Models are built from equations encoding well-established physics: thermodynamics, fluid dynamics, radiative transfer, chemistry. Their validation is extensive: they successfully reproduce the temperature record of the twentieth century, the cooling effect of major volcanic eruptions, the seasonal cycle, and the basic patterns of global circulation. When run without human forcing (using only natural factors like solar variation and volcanoes), they fail to reproduce the warming observed since the mid-twentieth century. When human forcing is added, they match the observed record closely. This is strong evidence that the models capture the dominant mechanisms correctly.

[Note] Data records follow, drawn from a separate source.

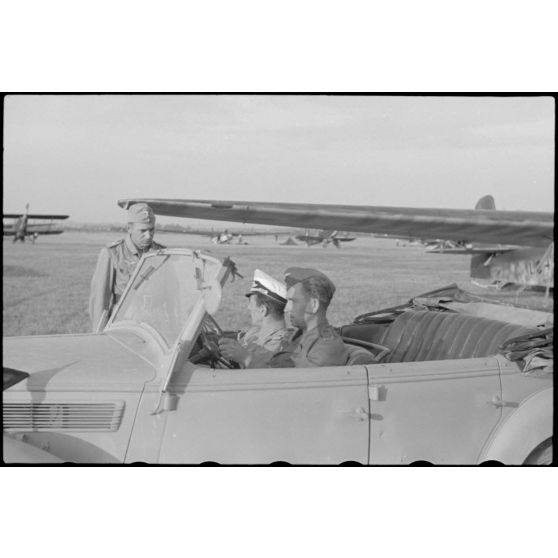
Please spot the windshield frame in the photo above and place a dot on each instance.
(145, 326)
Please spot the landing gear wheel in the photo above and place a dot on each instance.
(541, 455)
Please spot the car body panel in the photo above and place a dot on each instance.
(79, 402)
(437, 411)
(527, 410)
(132, 393)
(314, 415)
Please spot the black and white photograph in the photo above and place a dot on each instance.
(278, 279)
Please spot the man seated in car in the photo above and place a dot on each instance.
(266, 304)
(314, 342)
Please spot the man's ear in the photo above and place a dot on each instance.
(314, 304)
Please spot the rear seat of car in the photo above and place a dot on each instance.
(423, 335)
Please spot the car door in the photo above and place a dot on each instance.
(438, 411)
(316, 415)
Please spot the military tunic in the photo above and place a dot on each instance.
(321, 346)
(115, 266)
(261, 349)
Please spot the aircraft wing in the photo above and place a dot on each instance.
(472, 250)
(33, 216)
(525, 228)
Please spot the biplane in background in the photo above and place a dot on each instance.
(325, 238)
(21, 228)
(506, 246)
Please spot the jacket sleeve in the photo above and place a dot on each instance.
(100, 299)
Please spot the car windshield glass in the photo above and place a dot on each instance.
(164, 291)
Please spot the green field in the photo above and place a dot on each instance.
(46, 285)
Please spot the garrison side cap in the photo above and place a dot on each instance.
(268, 286)
(141, 213)
(294, 275)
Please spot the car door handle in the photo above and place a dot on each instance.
(359, 414)
(497, 401)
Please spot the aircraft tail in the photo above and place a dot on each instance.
(479, 268)
(486, 202)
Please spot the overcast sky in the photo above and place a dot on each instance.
(80, 154)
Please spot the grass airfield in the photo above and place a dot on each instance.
(46, 284)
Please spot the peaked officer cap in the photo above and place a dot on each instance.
(268, 286)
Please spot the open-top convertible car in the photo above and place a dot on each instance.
(445, 378)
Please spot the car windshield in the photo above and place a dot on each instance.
(164, 291)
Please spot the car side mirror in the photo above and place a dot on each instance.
(212, 293)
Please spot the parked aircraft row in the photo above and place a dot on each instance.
(20, 227)
(506, 246)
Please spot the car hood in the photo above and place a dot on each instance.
(83, 362)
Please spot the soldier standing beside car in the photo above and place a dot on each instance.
(117, 262)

Where models are less reliable is in projections of regional climate changes, precipitation patterns, and — most importantly — cloud feedbacks. Low clouds in particular remain imperfectly represented because they operate at scales smaller than current model grid cells. This is the primary reason that the "likely" range of climate sensitivity remained wide for so long, and it is the frontier where the most active research currently occurs.

Further Reading

None of this is to say that our understanding is complete. Climate science — like all science — operates through the accumulation and revision of evidence. What is not in doubt is the central mechanism: adding greenhouse gases to the atmosphere warms the planet. What remains uncertain are the precise magnitude of various feedbacks, the temperatures at which tipping elements activate, and the regional distribution of impacts. The range of uncertainty is not reassuring — it spans outcomes from serious to catastrophic — but it is uncertainty about severity, not uncertainty about direction. The question is not whether the climate is changing, or why. Those questions were answered by Eunice Foote in 1856 and confirmed by 170 years of subsequent research. The open questions concern how much, how fast, and — crucially — what we choose to do about it.